Undefinable subset of $(\mathbb{N}, <)$

Question

Could you help me to solve the following task:

Find a subset $X \subseteq \mathbb{N}$ which is not definable in $(\mathbb{N}, <)$.

For example, in $(\mathbb{N}, +)$, set of even number is definable by formula $\varphi(x) \equiv \exists y (x = y + y)$. Negation of this formula define set of odd numbers.

How to be sure that set of even numbers is not definable subset od $\mathbb{N}$ in $(\mathbb{N},<)$? If I suppose that the set of even numbers is definable with formula $\varphi(x)$, than $\neg \varphi(x)$ define set of odd numbers.
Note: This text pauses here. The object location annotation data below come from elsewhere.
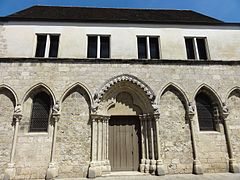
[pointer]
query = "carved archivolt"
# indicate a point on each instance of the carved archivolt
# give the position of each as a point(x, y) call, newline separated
point(124, 77)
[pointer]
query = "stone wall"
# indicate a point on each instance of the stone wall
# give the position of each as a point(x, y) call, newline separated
point(74, 135)
point(3, 42)
point(33, 150)
point(175, 133)
point(234, 122)
point(6, 128)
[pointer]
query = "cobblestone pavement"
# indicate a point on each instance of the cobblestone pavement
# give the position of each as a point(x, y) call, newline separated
point(138, 176)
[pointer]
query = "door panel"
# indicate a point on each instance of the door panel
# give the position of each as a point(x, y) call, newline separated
point(124, 141)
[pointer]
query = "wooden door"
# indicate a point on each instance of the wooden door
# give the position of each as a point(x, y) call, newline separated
point(124, 143)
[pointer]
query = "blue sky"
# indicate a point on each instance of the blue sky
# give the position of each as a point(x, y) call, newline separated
point(226, 10)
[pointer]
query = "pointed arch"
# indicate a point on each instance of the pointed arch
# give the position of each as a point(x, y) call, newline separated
point(210, 92)
point(75, 85)
point(120, 78)
point(12, 92)
point(178, 90)
point(36, 89)
point(229, 92)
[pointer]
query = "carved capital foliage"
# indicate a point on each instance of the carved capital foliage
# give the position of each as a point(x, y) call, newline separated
point(99, 118)
point(56, 117)
point(124, 77)
point(17, 117)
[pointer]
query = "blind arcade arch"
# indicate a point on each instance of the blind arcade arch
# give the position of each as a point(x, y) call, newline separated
point(125, 96)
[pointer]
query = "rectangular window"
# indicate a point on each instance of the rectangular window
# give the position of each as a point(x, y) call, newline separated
point(54, 41)
point(41, 45)
point(148, 47)
point(98, 47)
point(47, 45)
point(196, 48)
point(142, 48)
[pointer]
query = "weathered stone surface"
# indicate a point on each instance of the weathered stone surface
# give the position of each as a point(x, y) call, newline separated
point(33, 150)
point(234, 122)
point(6, 128)
point(74, 135)
point(175, 133)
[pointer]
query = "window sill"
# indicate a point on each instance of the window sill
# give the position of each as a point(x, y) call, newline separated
point(34, 134)
point(209, 132)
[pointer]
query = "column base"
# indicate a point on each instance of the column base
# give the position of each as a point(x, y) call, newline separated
point(160, 168)
point(147, 164)
point(152, 168)
point(9, 172)
point(197, 167)
point(233, 166)
point(52, 171)
point(94, 170)
point(106, 168)
point(142, 166)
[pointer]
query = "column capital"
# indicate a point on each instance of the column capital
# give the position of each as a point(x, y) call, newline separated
point(56, 117)
point(17, 117)
point(191, 111)
point(97, 118)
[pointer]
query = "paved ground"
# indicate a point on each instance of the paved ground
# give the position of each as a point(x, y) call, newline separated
point(139, 176)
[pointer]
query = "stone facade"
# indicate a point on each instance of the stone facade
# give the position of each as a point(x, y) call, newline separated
point(85, 93)
point(74, 85)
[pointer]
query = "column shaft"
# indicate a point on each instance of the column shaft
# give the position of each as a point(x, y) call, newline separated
point(16, 127)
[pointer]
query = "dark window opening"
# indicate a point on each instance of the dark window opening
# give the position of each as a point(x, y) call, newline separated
point(154, 48)
point(41, 45)
point(104, 52)
point(202, 49)
point(92, 47)
point(40, 113)
point(198, 50)
point(190, 48)
point(54, 41)
point(142, 48)
point(205, 113)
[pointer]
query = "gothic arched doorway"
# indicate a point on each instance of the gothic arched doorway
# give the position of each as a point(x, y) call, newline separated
point(124, 132)
point(124, 143)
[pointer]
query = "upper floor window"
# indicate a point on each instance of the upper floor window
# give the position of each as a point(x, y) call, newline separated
point(40, 112)
point(196, 48)
point(47, 45)
point(207, 113)
point(148, 47)
point(98, 47)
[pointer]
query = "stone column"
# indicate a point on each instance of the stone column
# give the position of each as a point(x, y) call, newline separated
point(143, 159)
point(160, 166)
point(152, 167)
point(197, 167)
point(233, 167)
point(52, 170)
point(99, 162)
point(10, 171)
point(147, 161)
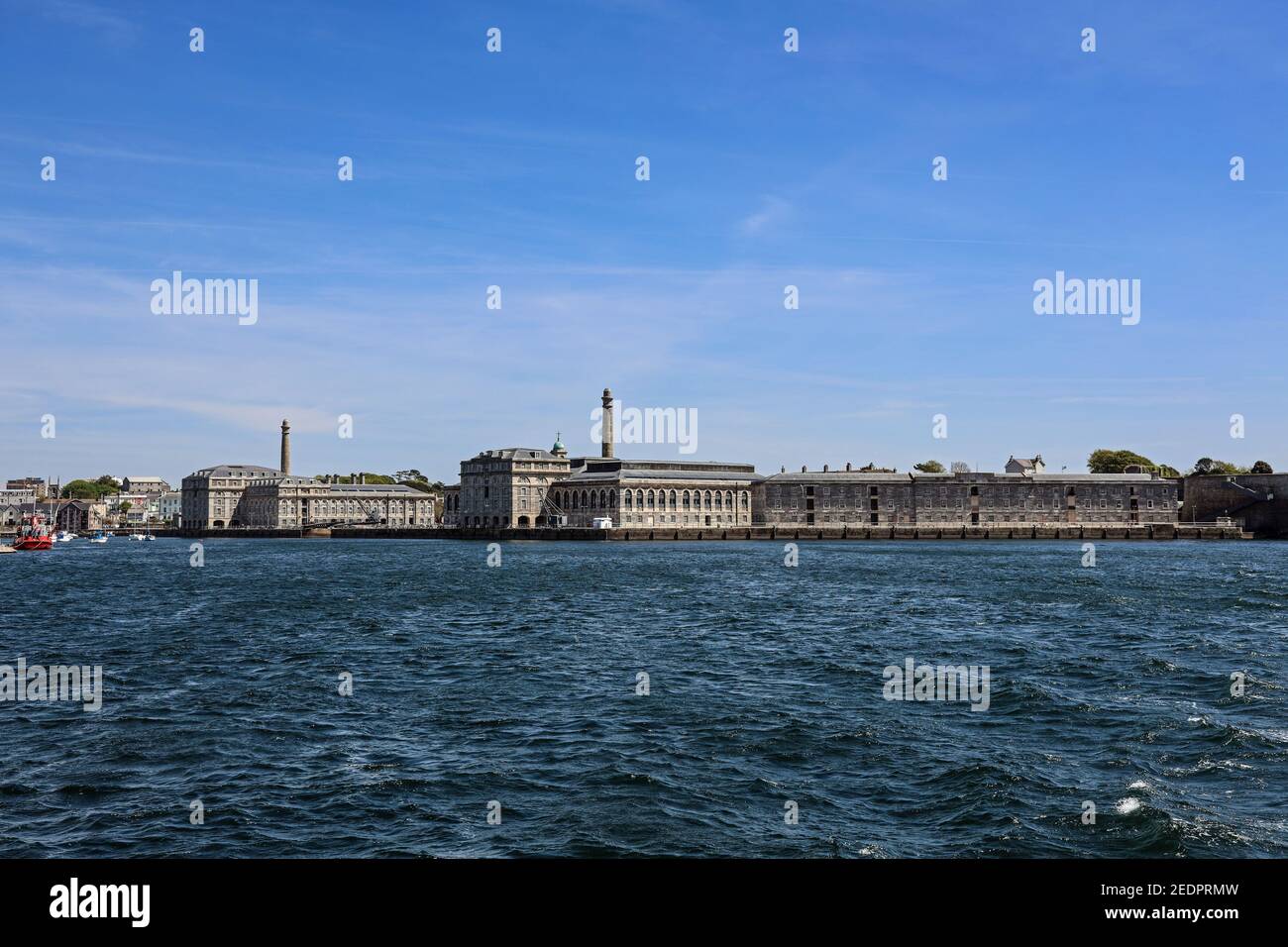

I should make contradiction with something. I dan't know with what?

How to proove that some set is not definable in $(\mathbb{N},<)$? I don't know that procedure.

Thank you!

Answer 1

In a now-deleted answer, user1047209 indicated an alternative approach, based on showing that $(\mathbb{N},<)$ is a minimal structure: Every definable set in one variable is finite or cofinite. Although the answer was flawed, the approach is valid. $(\mathbb{N},<)$ is indeed a minimal structure, and it follows that the set of even numbers, like any infinite and coinfinite set, fails to be definable in this structure.

For each $n>0$, let $P_n$ be a binary relation symbol. We interpret $P_n$ on $\mathbb{N}$ so that $P_n(x,y)$ holds if and only if $x < y$ and there are exactly $n-1$ elements between $x$ and $y$. Now it is a fact that the complete theory of the structure $(\mathbb{N},<,0,(P_n)_{n>0})$ eliminates quantifiers.

I will show that $(\mathbb{N},<,0,(P_n)_{n>0})$ is a minimal structure. It follows immediately that $(\mathbb{N},<)$ is also minimal.

Let's enumerate the atomic formulas with parameters and a single free variable $x$. For each, I will indicate whether it is finite or cofinite.

• $x = x$ (cofinite - all of $\mathbb{N}$)
• $x = a$ (finite - a singleton)
• $a = x$ (finite - a singleton)
• $x < x$ (finite - empty)
• $x < a$ (finite)
• $a < x$ (cofinite)
• $P_n(x,x)$ (finite - empty)
• $P_n(x,a)$ (finite - at most one element)
• $P_n(a,x)$ (finite - a singleton)

Now an arbitrary formula with parameters and one free variable $x$ is equivalent to a boolean combination of the atomic formulas above, by quantifier elimination. And a boolean combination of finite and cofinite sets is finite or cofinite. So we're done.

Note that the non-trivial part of this answer is proving quantifier elimination in the language with the relation symbols $P_n$. Similarly, the nontrivial part of Primo Petri's answer is proving that $N$ is an elementary extension of $\mathbb{N}$. To answer a question like this, you usually can't avoid doing some nontrivial work to understand the definable sets.

Answer 2

At the moment the answer of @user1047209 is not correct.

My answer uses a less elementary method (therefore it would be great if @user1047209 could correct their proof).

I will prove that the set of even elements is not definable.

Consider the model $N={\mathbb N} \cup \big({\mathbb Q}\times{\mathbb Z}\big)$ with the following order: the elements of ${\mathbb N}$ preceed the elements of ${\mathbb Q}\times{\mathbb Z}$. The set ${\mathbb Q}\times{\mathbb Z}$ is ordered with the lexicographic order.

$N$ is a saturated elementary extension of ${\mathbb N}$. (This is not proved here. BTW saturation is not necessary for the argument).

Suppose for a contradiction that $\varphi(x)$ define the even number. Then ${\mathbb N}\models \forall x\ \ \varphi(x)\not\leftrightarrow\varphi(x+1)$, where $x+1$ denotes the successor of $x$. Thoughnot in the language, this is a definable function.

But $\forall x\ \ \varphi(x)\not\leftrightarrow\varphi(x+1)$ is not true in $N$. In fact, the map that is the identity on ${\mathbb N}$ and maps $\langle q,n\rangle$ to $\langle q,n+1\rangle$ is an automorphism of $N$.